For epidemiological studies, briefer memory tests may be required. The Florida Brief Memory Screen (FBMS) [46
], which takes approximately 3 to 4 minutes to administer, was recently developed to identify those in need of further evaluation. The primary objective is for the subject to attend to and register the to-be-remembered targets. Free recall is then assessed. The FBMS has been found to be highly reliable and correctly classify 100% of patients with AD, 82.6% of individuals with amnestic MCI, and 87.5% of normal elderly controls without cognitive impairment [46
]. Importantly, the FBMS scores were generally independent of age, education, and primary language (English versus Spanish). Although preliminary, these results suggest that a one-trial memory measure may have potential as a screening measure for amnestic MCI and dementia. For aforementioned reasons, the FBMS is not viewed as being sufficiently broad or having an adequate number of trials to be used as a stand-alone memory measure any more than the three words of the Mini-Mental State Examination [47
] or the five words of the Montreal Cognitive Assessment Screen [48
] would serve on their own to assess memory.
Because tests are developed to assess cognitive impairment in its earliest stages, the increased sensitivity may involve a trade-off of decreased specificity. Because false-positive and false-negative classification errors are related to underlying base rates of true impairment in a particular population, this trade-off needs to be evaluated with regard to the research questions being posed and the costs associated with misidentification.

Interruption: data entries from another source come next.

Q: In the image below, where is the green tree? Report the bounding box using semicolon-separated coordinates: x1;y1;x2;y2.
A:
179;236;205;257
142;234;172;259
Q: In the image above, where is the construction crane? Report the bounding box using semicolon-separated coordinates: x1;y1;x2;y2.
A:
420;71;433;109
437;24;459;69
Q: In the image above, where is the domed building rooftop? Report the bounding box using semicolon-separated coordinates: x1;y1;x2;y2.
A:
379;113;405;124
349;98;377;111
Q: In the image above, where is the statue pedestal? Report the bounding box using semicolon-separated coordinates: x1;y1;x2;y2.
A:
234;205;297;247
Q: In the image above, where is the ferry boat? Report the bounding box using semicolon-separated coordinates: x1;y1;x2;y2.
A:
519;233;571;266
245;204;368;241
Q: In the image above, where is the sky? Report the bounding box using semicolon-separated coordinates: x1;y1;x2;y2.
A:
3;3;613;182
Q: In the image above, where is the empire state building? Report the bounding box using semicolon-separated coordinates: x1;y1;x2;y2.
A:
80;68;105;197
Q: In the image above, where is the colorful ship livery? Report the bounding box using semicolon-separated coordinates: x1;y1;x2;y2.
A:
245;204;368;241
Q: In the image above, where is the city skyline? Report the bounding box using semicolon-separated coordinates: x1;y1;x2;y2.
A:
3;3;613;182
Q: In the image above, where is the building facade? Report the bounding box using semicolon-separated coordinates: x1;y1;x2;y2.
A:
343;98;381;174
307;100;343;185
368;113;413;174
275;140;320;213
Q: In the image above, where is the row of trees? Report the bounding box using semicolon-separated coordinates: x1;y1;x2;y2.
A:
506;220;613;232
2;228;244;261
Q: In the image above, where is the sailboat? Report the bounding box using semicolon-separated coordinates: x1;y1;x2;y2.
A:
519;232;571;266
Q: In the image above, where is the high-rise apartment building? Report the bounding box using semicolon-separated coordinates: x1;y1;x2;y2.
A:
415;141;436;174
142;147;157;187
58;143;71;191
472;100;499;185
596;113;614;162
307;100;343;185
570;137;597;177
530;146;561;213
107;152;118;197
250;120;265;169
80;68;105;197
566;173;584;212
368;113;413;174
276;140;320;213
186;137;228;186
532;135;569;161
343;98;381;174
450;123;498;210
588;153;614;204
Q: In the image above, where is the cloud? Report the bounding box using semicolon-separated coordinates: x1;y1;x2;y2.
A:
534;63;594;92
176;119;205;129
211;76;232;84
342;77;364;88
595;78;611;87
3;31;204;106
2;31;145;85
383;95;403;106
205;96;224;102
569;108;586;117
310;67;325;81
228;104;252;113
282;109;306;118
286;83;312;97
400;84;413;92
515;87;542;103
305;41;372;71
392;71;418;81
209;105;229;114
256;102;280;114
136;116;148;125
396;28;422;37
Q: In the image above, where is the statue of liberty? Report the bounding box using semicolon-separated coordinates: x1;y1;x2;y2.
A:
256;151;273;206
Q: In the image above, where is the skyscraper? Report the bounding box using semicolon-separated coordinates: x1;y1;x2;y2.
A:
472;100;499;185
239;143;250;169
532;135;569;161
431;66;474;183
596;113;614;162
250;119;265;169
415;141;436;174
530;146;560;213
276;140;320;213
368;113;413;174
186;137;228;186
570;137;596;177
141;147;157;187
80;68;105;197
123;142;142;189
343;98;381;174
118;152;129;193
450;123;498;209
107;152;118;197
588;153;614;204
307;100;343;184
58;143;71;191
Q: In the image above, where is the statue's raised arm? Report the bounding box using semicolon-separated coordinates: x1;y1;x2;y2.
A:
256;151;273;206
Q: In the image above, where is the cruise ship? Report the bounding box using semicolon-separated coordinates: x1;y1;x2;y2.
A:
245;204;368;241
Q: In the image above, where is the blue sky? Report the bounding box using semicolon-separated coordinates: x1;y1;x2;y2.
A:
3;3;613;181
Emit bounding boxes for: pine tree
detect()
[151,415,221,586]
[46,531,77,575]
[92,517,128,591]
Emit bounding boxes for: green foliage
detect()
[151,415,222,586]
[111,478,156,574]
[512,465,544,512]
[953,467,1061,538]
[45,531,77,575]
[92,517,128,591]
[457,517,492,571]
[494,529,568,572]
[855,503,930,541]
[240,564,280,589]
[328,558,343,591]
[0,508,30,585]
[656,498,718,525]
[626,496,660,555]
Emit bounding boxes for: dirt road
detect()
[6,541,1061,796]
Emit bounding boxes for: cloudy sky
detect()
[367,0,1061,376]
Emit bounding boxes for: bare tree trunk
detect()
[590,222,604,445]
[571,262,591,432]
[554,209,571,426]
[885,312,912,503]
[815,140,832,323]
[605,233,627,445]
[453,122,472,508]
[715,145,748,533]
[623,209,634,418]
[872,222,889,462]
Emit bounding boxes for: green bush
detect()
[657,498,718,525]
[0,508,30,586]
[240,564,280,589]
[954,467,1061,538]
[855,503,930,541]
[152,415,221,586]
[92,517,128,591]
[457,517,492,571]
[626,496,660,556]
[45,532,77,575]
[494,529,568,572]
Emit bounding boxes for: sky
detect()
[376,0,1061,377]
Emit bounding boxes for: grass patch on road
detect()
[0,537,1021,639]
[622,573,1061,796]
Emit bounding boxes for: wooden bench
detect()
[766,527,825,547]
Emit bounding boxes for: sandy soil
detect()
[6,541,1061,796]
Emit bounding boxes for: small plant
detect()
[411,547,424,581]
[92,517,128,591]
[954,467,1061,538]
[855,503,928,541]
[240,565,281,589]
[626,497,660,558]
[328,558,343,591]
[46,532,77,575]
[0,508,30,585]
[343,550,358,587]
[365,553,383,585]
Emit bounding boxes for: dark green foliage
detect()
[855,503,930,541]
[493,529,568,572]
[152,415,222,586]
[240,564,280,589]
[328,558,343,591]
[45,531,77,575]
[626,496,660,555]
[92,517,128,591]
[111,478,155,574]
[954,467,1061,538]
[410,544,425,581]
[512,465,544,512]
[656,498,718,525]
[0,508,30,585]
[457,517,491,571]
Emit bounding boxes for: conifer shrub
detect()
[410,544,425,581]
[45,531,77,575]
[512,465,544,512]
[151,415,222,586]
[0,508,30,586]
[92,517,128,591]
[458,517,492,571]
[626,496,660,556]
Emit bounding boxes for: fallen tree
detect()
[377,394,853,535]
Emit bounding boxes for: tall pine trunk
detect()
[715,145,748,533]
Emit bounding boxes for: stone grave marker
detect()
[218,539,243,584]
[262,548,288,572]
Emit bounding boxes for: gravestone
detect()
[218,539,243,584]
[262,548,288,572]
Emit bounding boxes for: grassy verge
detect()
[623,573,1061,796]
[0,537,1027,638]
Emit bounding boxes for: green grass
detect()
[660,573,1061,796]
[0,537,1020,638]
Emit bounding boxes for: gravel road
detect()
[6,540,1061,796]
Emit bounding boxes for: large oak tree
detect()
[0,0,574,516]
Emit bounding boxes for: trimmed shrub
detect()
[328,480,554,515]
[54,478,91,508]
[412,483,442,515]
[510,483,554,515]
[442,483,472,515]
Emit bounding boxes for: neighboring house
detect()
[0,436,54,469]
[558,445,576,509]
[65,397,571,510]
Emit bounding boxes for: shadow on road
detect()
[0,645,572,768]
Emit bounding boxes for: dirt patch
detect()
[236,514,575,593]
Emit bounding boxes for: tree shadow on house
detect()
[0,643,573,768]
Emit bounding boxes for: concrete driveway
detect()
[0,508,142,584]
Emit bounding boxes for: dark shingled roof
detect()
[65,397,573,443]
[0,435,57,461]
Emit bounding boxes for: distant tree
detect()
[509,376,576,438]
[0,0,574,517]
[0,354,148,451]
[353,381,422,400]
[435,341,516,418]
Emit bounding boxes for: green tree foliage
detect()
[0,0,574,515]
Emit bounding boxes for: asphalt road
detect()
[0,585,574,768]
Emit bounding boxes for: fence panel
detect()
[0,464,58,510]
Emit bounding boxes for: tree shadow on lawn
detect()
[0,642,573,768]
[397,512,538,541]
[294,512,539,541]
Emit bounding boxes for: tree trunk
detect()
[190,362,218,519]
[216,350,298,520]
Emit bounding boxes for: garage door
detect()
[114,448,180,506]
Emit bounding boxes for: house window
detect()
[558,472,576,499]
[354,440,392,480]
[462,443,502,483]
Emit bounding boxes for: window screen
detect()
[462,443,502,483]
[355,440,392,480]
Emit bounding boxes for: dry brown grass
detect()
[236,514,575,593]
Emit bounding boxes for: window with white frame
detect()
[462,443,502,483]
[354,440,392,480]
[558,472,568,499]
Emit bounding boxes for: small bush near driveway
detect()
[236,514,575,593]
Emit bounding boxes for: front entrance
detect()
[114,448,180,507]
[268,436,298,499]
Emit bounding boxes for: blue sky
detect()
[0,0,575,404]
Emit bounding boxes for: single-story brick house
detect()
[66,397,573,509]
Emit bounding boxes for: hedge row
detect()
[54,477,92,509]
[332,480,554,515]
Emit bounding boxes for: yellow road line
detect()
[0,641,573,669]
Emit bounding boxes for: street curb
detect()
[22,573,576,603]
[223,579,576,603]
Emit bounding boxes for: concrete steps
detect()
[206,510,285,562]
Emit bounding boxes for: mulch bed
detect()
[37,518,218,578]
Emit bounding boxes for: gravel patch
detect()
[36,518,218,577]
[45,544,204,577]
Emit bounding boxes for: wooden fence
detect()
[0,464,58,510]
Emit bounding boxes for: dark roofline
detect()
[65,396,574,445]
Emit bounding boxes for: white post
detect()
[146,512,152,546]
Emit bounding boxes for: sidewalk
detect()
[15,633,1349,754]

Although there are many pressures to abbreviate memory measures, recent work with cued recall and semantic interference paradigms suggests that assessments may have to become even more detailed and comprehensive to capture subtle cognitive changes. A new era has commenced, where it is possible to obtain imaging and other biomarkers that point to cerebral compromise years before clinical symptoms are manifested [41
]. Instead of a focus on how to reduce existing tests, there needs to be continued development of measures that (1) can use the person as his/her own control in evaluating decrements in performance, (2) reveal vulnerabilities in the cognitive system that cannot be masked by high education and cognitive reserve, and (3) have acceptable levels of specificity. The dementia field deserves no less.